Wind turbine Wind turbine Photo: © James Russell, Creative Commons License

Yorkshire and the Humber has had more than its fair share of wind turbines and there are still more in the pipeline.

While CPRE supports renewable energy, the proliferation of wind turbines across the region has dramatically increased and many CPRE members are calling for a major re-think by the government on this particular form of renewable energy, with its huge impact on the visual landscape.

The large subsidies that wind power receives have led more people to question the economic viability of many of these schemes and CPRE has revised its policy and approach to this particular form of renewable energy which is affecting our landscape.

We are asking that the Government should recognise the ‘cumulative impact’ of wind turbines.
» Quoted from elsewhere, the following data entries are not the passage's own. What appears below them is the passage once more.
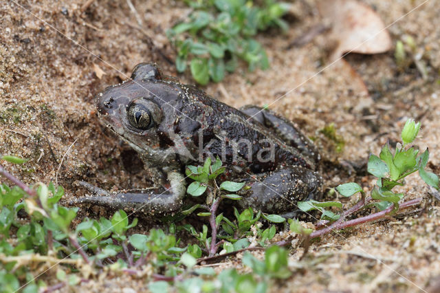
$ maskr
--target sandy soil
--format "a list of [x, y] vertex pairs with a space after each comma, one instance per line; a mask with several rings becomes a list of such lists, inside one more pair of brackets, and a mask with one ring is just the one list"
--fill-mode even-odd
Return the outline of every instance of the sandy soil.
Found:
[[[142, 167], [126, 168], [133, 153], [100, 126], [93, 96], [126, 78], [140, 62], [156, 62], [166, 74], [176, 75], [175, 52], [165, 32], [189, 11], [180, 1], [165, 0], [133, 1], [135, 13], [124, 1], [96, 1], [82, 11], [85, 2], [0, 2], [0, 153], [30, 159], [23, 166], [5, 167], [26, 183], [58, 180], [67, 198], [83, 195], [73, 184], [78, 180], [107, 189], [148, 184]], [[422, 3], [365, 2], [386, 24]], [[347, 72], [330, 67], [316, 74], [331, 47], [327, 34], [287, 49], [320, 23], [315, 4], [311, 0], [296, 1], [285, 34], [271, 32], [258, 37], [267, 50], [270, 69], [250, 73], [243, 67], [206, 91], [234, 107], [270, 104], [289, 92], [270, 107], [316, 138], [322, 152], [335, 160], [365, 162], [387, 140], [399, 140], [408, 118], [416, 118], [423, 128], [418, 145], [429, 147], [429, 166], [438, 173], [440, 5], [430, 0], [389, 28], [393, 44], [405, 35], [415, 39], [424, 52], [427, 79], [414, 66], [399, 70], [393, 50], [346, 58], [364, 80], [370, 92], [366, 97]], [[105, 73], [100, 78], [97, 68]], [[191, 83], [188, 75], [179, 78]], [[319, 132], [332, 122], [345, 140], [340, 153]], [[344, 179], [333, 176], [327, 184]], [[358, 180], [367, 188], [373, 184], [371, 177]], [[295, 268], [302, 252], [294, 252], [291, 265], [296, 272], [272, 291], [417, 292], [432, 286], [440, 279], [439, 201], [415, 175], [408, 179], [402, 191], [408, 198], [426, 199], [421, 212], [323, 237], [311, 247], [310, 265], [305, 268]], [[86, 214], [105, 215], [105, 210], [91, 208], [82, 213]], [[142, 280], [130, 281], [124, 276], [97, 281], [83, 289], [103, 286], [119, 291], [145, 285]]]

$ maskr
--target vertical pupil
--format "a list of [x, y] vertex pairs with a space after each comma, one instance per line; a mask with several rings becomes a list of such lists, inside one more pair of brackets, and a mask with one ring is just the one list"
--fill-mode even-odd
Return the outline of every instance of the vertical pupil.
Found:
[[136, 111], [135, 112], [135, 121], [136, 121], [136, 123], [139, 124], [141, 117], [142, 117], [142, 113], [140, 111]]

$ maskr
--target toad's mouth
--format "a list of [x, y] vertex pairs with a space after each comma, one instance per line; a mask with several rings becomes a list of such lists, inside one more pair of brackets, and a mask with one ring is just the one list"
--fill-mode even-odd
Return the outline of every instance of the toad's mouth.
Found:
[[[116, 133], [118, 138], [122, 138], [122, 140], [128, 143], [138, 153], [145, 152], [145, 150], [140, 146], [138, 144], [135, 143], [129, 138], [124, 135], [126, 131], [122, 124], [116, 118], [110, 118], [109, 116], [105, 117], [106, 119], [102, 119], [101, 122], [104, 124], [106, 127], [110, 129], [112, 132]], [[108, 121], [106, 121], [107, 120]]]

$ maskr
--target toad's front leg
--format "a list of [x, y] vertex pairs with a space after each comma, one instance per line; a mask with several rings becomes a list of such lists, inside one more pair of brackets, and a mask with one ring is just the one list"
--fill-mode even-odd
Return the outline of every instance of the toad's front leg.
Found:
[[131, 210], [148, 215], [170, 215], [180, 210], [186, 193], [186, 184], [183, 175], [177, 171], [169, 172], [167, 181], [170, 184], [167, 188], [115, 193], [82, 182], [80, 185], [94, 195], [76, 199], [71, 202], [71, 204], [91, 204], [114, 210]]

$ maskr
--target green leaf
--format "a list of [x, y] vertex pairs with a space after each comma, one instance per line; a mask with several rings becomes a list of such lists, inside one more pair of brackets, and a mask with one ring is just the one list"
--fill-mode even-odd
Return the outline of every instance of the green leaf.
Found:
[[221, 214], [218, 215], [215, 217], [215, 226], [217, 227], [218, 227], [220, 225], [220, 223], [221, 223], [221, 220], [222, 219], [223, 219], [223, 213], [221, 213]]
[[316, 210], [316, 208], [311, 204], [311, 202], [298, 202], [298, 208], [303, 212], [308, 212], [309, 210]]
[[197, 216], [199, 217], [209, 217], [210, 215], [211, 215], [211, 213], [209, 212], [202, 212], [202, 213], [197, 213]]
[[22, 159], [14, 155], [3, 155], [0, 158], [4, 160], [5, 161], [9, 162], [10, 163], [18, 164], [21, 164], [29, 161], [29, 159]]
[[219, 167], [219, 169], [217, 169], [217, 170], [215, 170], [214, 171], [213, 171], [211, 175], [209, 175], [208, 179], [210, 180], [212, 180], [213, 179], [215, 179], [217, 177], [218, 175], [219, 175], [220, 174], [223, 174], [223, 173], [225, 173], [225, 170], [226, 170], [226, 167]]
[[197, 260], [194, 257], [188, 252], [185, 252], [180, 257], [180, 262], [186, 268], [192, 268], [197, 263]]
[[396, 153], [394, 158], [394, 164], [400, 172], [403, 174], [407, 171], [411, 171], [416, 165], [416, 156], [417, 155], [417, 150], [410, 148], [405, 151]]
[[329, 221], [336, 221], [340, 217], [340, 215], [338, 215], [332, 212], [331, 210], [323, 210], [322, 215], [321, 215], [321, 219], [327, 219]]
[[192, 28], [195, 30], [198, 30], [206, 25], [208, 25], [212, 20], [212, 16], [204, 11], [197, 11], [192, 16], [194, 17], [194, 21], [192, 21]]
[[439, 189], [439, 177], [437, 175], [427, 172], [422, 168], [419, 169], [419, 175], [428, 185]]
[[176, 25], [174, 28], [173, 28], [173, 31], [175, 34], [179, 34], [188, 30], [190, 30], [191, 28], [192, 28], [192, 23], [182, 23]]
[[205, 276], [215, 276], [215, 271], [214, 268], [206, 267], [206, 268], [199, 268], [194, 270], [194, 272], [197, 274], [203, 274]]
[[67, 280], [67, 283], [71, 286], [74, 286], [75, 285], [77, 285], [80, 281], [81, 281], [81, 279], [76, 274], [69, 275], [69, 279]]
[[252, 271], [258, 275], [264, 276], [266, 272], [266, 266], [263, 261], [254, 257], [250, 252], [246, 251], [241, 261], [243, 264], [252, 269]]
[[151, 283], [148, 285], [148, 289], [153, 293], [166, 293], [169, 292], [169, 285], [165, 281], [158, 281], [157, 282]]
[[241, 199], [242, 198], [240, 195], [234, 195], [234, 194], [222, 195], [221, 197], [224, 198], [228, 198], [230, 199], [234, 199], [234, 200], [239, 200], [239, 199]]
[[336, 190], [341, 195], [346, 197], [351, 197], [354, 194], [363, 191], [362, 188], [358, 184], [355, 182], [341, 184], [336, 187]]
[[228, 191], [232, 193], [239, 191], [245, 182], [232, 182], [232, 181], [225, 181], [220, 184], [221, 191]]
[[278, 215], [265, 215], [264, 213], [261, 214], [261, 216], [267, 219], [267, 221], [272, 223], [283, 223], [286, 221], [285, 218]]
[[386, 210], [388, 208], [390, 207], [390, 206], [391, 206], [393, 204], [392, 202], [386, 202], [386, 201], [382, 201], [382, 202], [375, 202], [374, 204], [373, 204], [376, 208], [377, 208], [377, 209], [379, 210]]
[[313, 232], [311, 229], [305, 228], [296, 219], [289, 219], [289, 229], [296, 234], [310, 234]]
[[385, 189], [392, 189], [394, 186], [396, 186], [397, 185], [399, 185], [401, 186], [404, 186], [403, 183], [400, 183], [398, 182], [397, 181], [393, 181], [393, 180], [390, 180], [388, 178], [381, 178], [380, 180], [380, 184], [378, 184], [378, 185], [380, 186], [380, 187], [383, 187]]
[[371, 191], [371, 198], [397, 204], [404, 197], [403, 193], [394, 193], [393, 191], [374, 187]]
[[1, 193], [0, 193], [0, 199], [2, 199], [1, 204], [3, 206], [7, 206], [10, 209], [12, 209], [12, 207], [16, 202], [21, 199], [25, 196], [25, 192], [19, 188], [19, 186], [14, 186], [12, 189], [10, 189], [9, 191], [6, 192], [6, 194], [2, 197]]
[[118, 235], [125, 234], [129, 226], [129, 218], [124, 210], [119, 210], [111, 217], [111, 229]]
[[417, 158], [417, 164], [419, 168], [425, 169], [426, 164], [428, 164], [428, 160], [429, 160], [429, 151], [428, 149], [424, 153]]
[[129, 237], [130, 244], [131, 244], [131, 246], [138, 250], [144, 252], [148, 250], [148, 248], [146, 246], [147, 240], [147, 236], [142, 234], [133, 234]]
[[327, 208], [330, 206], [335, 206], [336, 208], [342, 208], [342, 204], [339, 202], [317, 202], [316, 200], [311, 200], [314, 206], [322, 208]]
[[209, 76], [215, 83], [219, 83], [225, 78], [225, 63], [223, 59], [209, 59]]
[[291, 276], [292, 272], [287, 268], [288, 252], [285, 249], [272, 246], [266, 250], [265, 263], [269, 274], [274, 278], [286, 279]]
[[390, 171], [386, 163], [375, 155], [370, 155], [368, 164], [368, 172], [378, 178], [385, 177]]
[[400, 175], [400, 172], [394, 164], [393, 156], [391, 153], [391, 151], [390, 150], [390, 145], [388, 142], [386, 145], [384, 146], [382, 151], [380, 151], [380, 157], [388, 165], [391, 180], [393, 181], [397, 180]]
[[225, 56], [225, 49], [223, 46], [215, 43], [208, 43], [208, 50], [211, 56], [216, 58], [223, 58]]
[[56, 270], [56, 279], [61, 281], [65, 281], [66, 279], [66, 272], [58, 268]]
[[215, 158], [215, 162], [213, 162], [212, 164], [211, 165], [211, 171], [212, 173], [217, 171], [221, 166], [221, 164], [222, 164], [221, 160], [220, 160], [219, 157], [217, 157]]
[[209, 81], [209, 67], [208, 60], [206, 58], [195, 58], [191, 60], [191, 74], [192, 77], [201, 85], [205, 85]]
[[248, 238], [242, 238], [233, 244], [234, 250], [239, 250], [241, 249], [245, 248], [247, 247], [249, 247], [250, 245], [250, 242], [249, 242]]
[[201, 257], [201, 248], [197, 244], [190, 244], [188, 246], [188, 253], [198, 259]]
[[223, 249], [226, 251], [226, 253], [234, 252], [234, 246], [232, 243], [226, 241], [223, 243]]
[[211, 166], [211, 158], [210, 157], [206, 158], [205, 163], [204, 164], [203, 172], [206, 174], [209, 174]]
[[408, 119], [404, 126], [402, 131], [402, 140], [404, 144], [409, 144], [412, 142], [417, 133], [420, 130], [420, 122], [415, 122], [412, 119]]
[[207, 188], [206, 186], [201, 185], [200, 182], [195, 181], [188, 186], [186, 192], [192, 196], [198, 197], [204, 194]]
[[183, 211], [182, 212], [182, 213], [183, 215], [189, 215], [189, 214], [190, 214], [191, 213], [194, 212], [197, 208], [199, 208], [199, 207], [200, 207], [200, 204], [195, 204], [194, 206], [191, 206], [191, 207], [190, 207], [190, 208], [188, 208], [188, 210], [183, 210]]
[[178, 72], [184, 72], [186, 69], [186, 58], [184, 56], [178, 56], [176, 58], [176, 69]]
[[193, 43], [190, 47], [190, 52], [195, 55], [208, 54], [208, 47], [201, 43]]

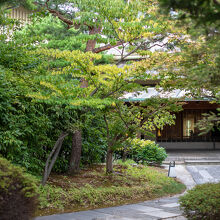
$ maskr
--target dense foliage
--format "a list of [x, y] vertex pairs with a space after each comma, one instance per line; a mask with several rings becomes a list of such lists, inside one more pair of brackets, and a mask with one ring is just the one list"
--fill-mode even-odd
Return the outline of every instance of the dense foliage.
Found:
[[189, 220], [220, 218], [220, 183], [197, 185], [180, 197], [180, 206]]
[[167, 157], [165, 149], [154, 141], [136, 138], [130, 141], [130, 145], [128, 156], [138, 163], [161, 164]]
[[38, 205], [36, 180], [0, 157], [0, 219], [29, 220]]

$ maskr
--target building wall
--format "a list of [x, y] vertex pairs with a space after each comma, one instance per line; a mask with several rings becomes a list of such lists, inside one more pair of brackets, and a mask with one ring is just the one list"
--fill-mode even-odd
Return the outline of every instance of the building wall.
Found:
[[[161, 147], [172, 150], [213, 150], [213, 142], [159, 142]], [[220, 150], [220, 142], [215, 142], [215, 149]]]

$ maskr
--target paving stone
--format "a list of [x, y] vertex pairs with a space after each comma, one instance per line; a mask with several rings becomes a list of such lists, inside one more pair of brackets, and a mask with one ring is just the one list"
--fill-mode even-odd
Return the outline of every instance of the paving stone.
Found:
[[173, 207], [178, 207], [179, 206], [179, 203], [168, 203], [168, 204], [165, 204], [165, 205], [161, 205], [163, 207], [169, 207], [169, 208], [173, 208]]
[[179, 216], [180, 214], [165, 212], [165, 211], [156, 211], [156, 212], [145, 212], [148, 215], [159, 217], [159, 218], [168, 218], [168, 217], [175, 217]]

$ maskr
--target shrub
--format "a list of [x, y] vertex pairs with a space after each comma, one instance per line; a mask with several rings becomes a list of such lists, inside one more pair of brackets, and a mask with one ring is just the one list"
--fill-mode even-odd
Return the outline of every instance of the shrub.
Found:
[[220, 183], [197, 185], [180, 197], [187, 219], [220, 219]]
[[37, 207], [36, 180], [0, 157], [0, 219], [28, 220]]
[[131, 141], [132, 156], [136, 162], [161, 164], [167, 157], [164, 148], [154, 141], [135, 138]]

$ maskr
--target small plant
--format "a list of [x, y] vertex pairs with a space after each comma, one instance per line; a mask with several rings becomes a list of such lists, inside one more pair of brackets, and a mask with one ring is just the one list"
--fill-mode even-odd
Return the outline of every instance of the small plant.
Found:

Current government policy confusion encourages wind developers to make applications almost regardless of landscape impact or the suitability of the site.

Councils and local groups are overwhelmed by the number of applications, and developers often seem to be taking a scattergun approach hoping to find a weak local authority or a planning inspector who will give greater weight to ‘national targets’ than to local concerns.

Worryingly, the Growth and Infrastructure Act removes planning powers from local authorities that lose too many planning appeals. Given the unpredictable nature of planning inspectors’ decisions, they will have an added incentive to nod through applications even if they think they are inappropriate.

What we like to see as a matter of some urgency is for the government to:

  • provide more clarity about the total number of onshore wind turbines it expects to see built and where these might be located;
  • develop a strategic plan-led approach which recognises landscape capacity, including cumulative impacts of onshore wind turbines;
  • ensure local planning authorities seek to protect landscape character through their local plans and in planning decisions;
  • instruct the Planning Inspectorate to give significant weight when making decisions on development proposals to any local plans which have attempted to identify appropriate and inappropriate areas for onshore wind development; and
  • require the onshore wind industry to take legal and financial responsibility for decommissioning onshore wind turbines and restoring the landscape once they stop working or when they reach the end of their useful life.